Managing Your Credit During a Hardship
The COVID-19 pandemic has impacted people all over the world, uprooting normal day-to-day life, closing schools and causing job loss for millions of Americans. During a crisis, lots of things change, but there are some things that remain constant like your mortgage or credit card payments. If you’re ever experiencing a hardship, it can be daunting to realize that it may impact your finances and good standing credit that you’ve worked hard to achieve. That’s why we’re sharing some tips to keep your credit score intact when any uncertain time hits.
Instead of immediately utilizing your emergency fund or putting things on your credit card, opt to search and cut unnecessary charges like streaming services or gym memberships. Pinpoint what services you can live without for the time being and cancel or postpone them. Once you’re back on your feet financially, you can add on things as desired.
Knowing where your money goes each month is going to be crucial during your time of hardship, that’s why it’s important to manage your money and expenses within a budget. If you didn’t already keep a strict budget, a time of hardship is when to make it happen. Determine how much monthly income goes to necessary or fixed expenses like your rent, electric, water and groceries, then begin to allot what you can to those. As stated above, part of your budgeting process should include a detailed layout of expenses that aren’t necessary, like entertainment. This will help you determine what costs can be cut and help you better manage what funds you do have available.
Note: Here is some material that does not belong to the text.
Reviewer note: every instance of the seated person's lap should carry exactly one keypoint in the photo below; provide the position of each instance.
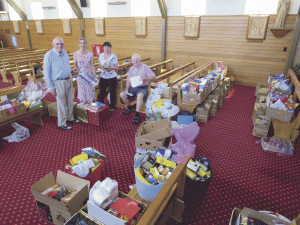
(136, 90)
If you realize you may be late on a payment or won’t be able to make a payment due to a financial hardship, it’s important to take action before this occurs. The best way to take control is to speak with your lender as soon as you can. They will be able to educate you on the options available to you and help you pick one that works with your situation. Like during the pandemic, many Americans were out of work, but your lender or creditor will most likely have a solution in place and will be willing to work with you regarding options like forbearance or deferment.
If you’re curious how a forbearance or deferment will impact your credit score, refer to the FICO website(Link opens in a new tab).
All in all, it’s important to remember that your credit score is determined by many factors, including your previous record of payments. Make sure you stay up to date on your credit report and check that the contents and information is correct. Ensure that any account in forbearance or deferment is being reported as current, this is required by the CARES Act. If you happen to see errors on your report as you are reviewing, dispute them as soon as possible.
While we may be seeing the light at the end of the tunnel, it’s always a good idea to have a plan if a hardship occurs, whether you’re a soon-to-be home buyer or current homeowner.